Under new ownership, Brookwood is still a going concern, but nothing like it was in its heyday.  The cemetery resembles a slightly overgrown open forest, dotted with thousands of monuments.  Today it caters to what can only be called niche markets.  There are sections for most every ethnic group.  For example, if you are Latvian Catholic, there is a section set aside for you.  A very colorful Ismaili section is to the left of the main entrance.  And on it goes.  My goal was the Orthodox Christian section of the cemetery, adjacent to what had been the South Station and Mortuary Chapel.  For it is here, in an odd twist of history, that one finds the relics of King Edward, a Saxon king of the 10th century. 

This monarch, more properly known as St. Edward the Martyr to Catholics and the Orthodox, was the oldest son of King Edgar the Peacemaker and his first wife Ethelflaeda, elected king by the Witan upon his father's death, despite being a youth of only thirteen.    England had been enjoying a period of relative strength following Alfred's consolidation of power under the House of Wessex.  Strong kings followed--Edward the Elder, Athelstan, Edgar--and now expectations rode high on the young king.  Edward was an upright and godly young man, well-regarded and on friendly terms with Bishop Dunstan and the monastic party.  While out hunting one day, he called on his step-mother Aelfthrith at Corfe Castle.  She met him at the gates, offering him a drink of wine, while giving the signal to one of her servants to stab him in the back.    Aelfthrith saw that her son Aethelred (as in the Unready) was elected king in Edward's place.  Aelfthrith had has body spirited away and buried without ceremony.

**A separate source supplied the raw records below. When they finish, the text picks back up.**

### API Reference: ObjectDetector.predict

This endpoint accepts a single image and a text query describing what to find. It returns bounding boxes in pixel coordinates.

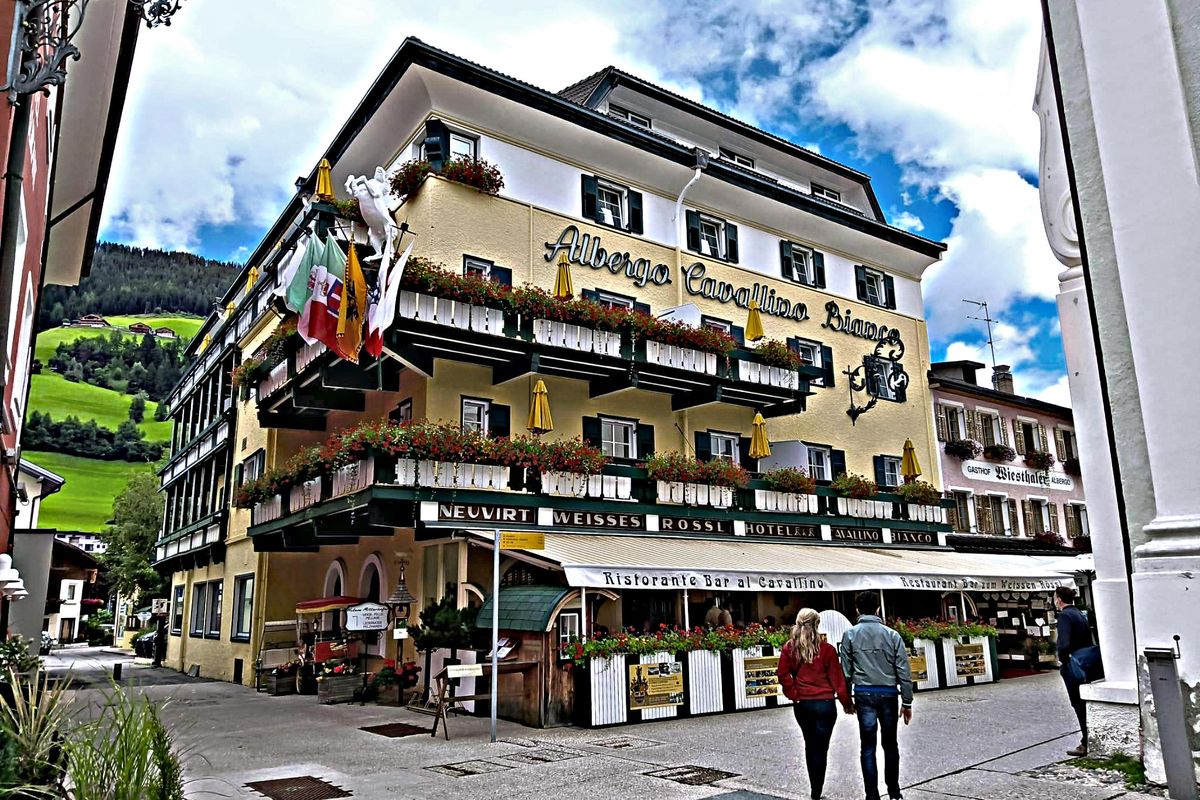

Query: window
[462,397,491,435]
[188,583,209,636]
[608,103,650,128]
[809,446,833,481]
[718,148,754,169]
[600,417,637,458]
[558,612,580,661]
[170,584,184,636]
[450,132,475,158]
[596,184,625,228]
[229,575,254,642]
[709,432,739,464]
[462,255,493,278]
[812,184,841,203]
[205,581,224,638]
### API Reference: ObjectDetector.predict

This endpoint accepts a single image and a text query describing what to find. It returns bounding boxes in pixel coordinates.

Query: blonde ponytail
[792,608,821,663]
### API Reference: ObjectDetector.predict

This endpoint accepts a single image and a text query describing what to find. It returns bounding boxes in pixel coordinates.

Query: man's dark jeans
[792,700,838,798]
[854,692,900,800]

Edward suffered a cruel, unjust and untimely death, but he does not at first glance seem to be a likely saint.  Almost immediately, miracles were associated with him burial place.  The common people started referencing him as both Saint and Martyr.  Within two years, Bishop Dunstan had his remains removed to Shaftsbury Abbey, where his shrine soon became a popular pilgrimage site.  
Blessing the Irenes

Edward's martyrdom is a useful lesson in how quickly things can go horribly wrong for both people and peoples, for this one calculated act of treachery has rippled down through England's history. The half-brother, Aethelred the Unready, proved to be a particularly ineffectual ruler, at a particularly inauspicious time.  And this usurper in time took a Norman wife, who gave birth to their son, Edward "the Confessor."   The latter--the James Buchanan of Saxon kings--diddled away the kingdom, for all practical purposes passing it off to his Norman cousin.  In some ways, St. Edward the Martyr has become a symbol of all that what lost by the Norman conquest.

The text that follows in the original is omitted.